9. Gentoo Linux: Gentoo Linux is a Linux distribution that has been designed for easy system and software configuration, as well as for easy installation and maintenance. It provides many features useful in a desktop environment, such as the ability to install just the applications you need, rather than a full operating system. Gentoo supports both 32-bit and 64-bit processors. Gentoo is a portage based Linux distribution. Portage is an automated package management system which enables users to easily manage their software collections. The source code for portage is publicly available under the GNU General Public License (GPL). The Gentoo project began in the late 1980s when Finnish programmer Daniel Robbins started adding free software packages to the Berkeley Software Distribution (BSD). He then started providing support services for emerging open source projects including those of Richard Stallman and Linus Torvalds, who were already working on their own distribution projects at that time: Debian GNU/Linux and Linux kernel respectively. In 1992 Robbins created the first official Gentoo website at www.gentoo.org/. Gentoo has many features that are useful in a desktop environment such as being easy to install, configure and maintain with its modular architecture, supporting both 32-bit and 64-bit processors
10. Google Chrome OS linux: Google Chrome OS is a Linux-based operating system developed by Google, available for the x86_64 architecture. This operating system can be used as a replacement for Windows, MacOS or Android. Google Chrome OS is based on Linux kernel version 3.18 and uses the Chromium web browser as its default browser. Chrome OS runs all applications inside a sandbox and does not allow any third-party software to access your data or other resources. Chrome OS is designed to run most applications on the same level as an Android smartphone or tablet, with many features of traditional desktop operating systems. This makes it possible to use the same applications that you would use on your laptop while working in a more mobile manner.
11. RedHat Enterprise Linux: Red Hat Enterprise Linux (RHEL) is the flagship product of the Red Hat Computer Corporation. It is an enterprise-class Linux distribution that can be used for server and desktop computing.

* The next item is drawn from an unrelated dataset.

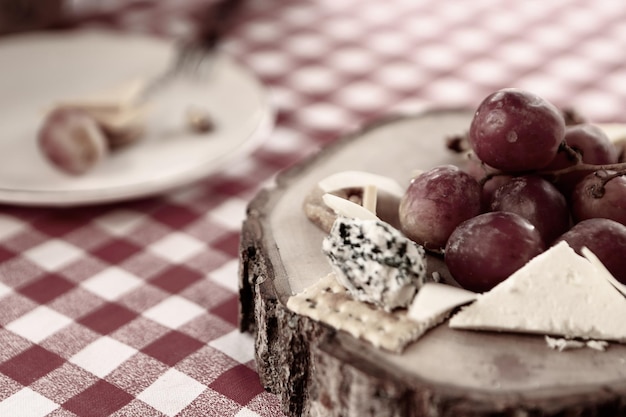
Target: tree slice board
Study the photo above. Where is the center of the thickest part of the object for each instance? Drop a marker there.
(318, 371)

Red Hat Enterprise Linux was originally written by Red Hat founder Bob Young in 1993, and released as Red Hat Linux 1.0 in September 1994. The first version of the distribution was based on Slackware Linux version 4.0, which had been released in February 1994. The name “Red Hat” was originally intended to be an acronym for “Red HAT”, but it has since become a trademark for any kind of Linux distribution bearing the name Red Hat Enterprise Linux. In addition to being a mainstream Linux distribution, it is also widely used as an operating system running inside virtual machines (such as VMware Player or VMWare Workstation).
Final Verdict: The best Linux-based operating system depends on what you need it to do.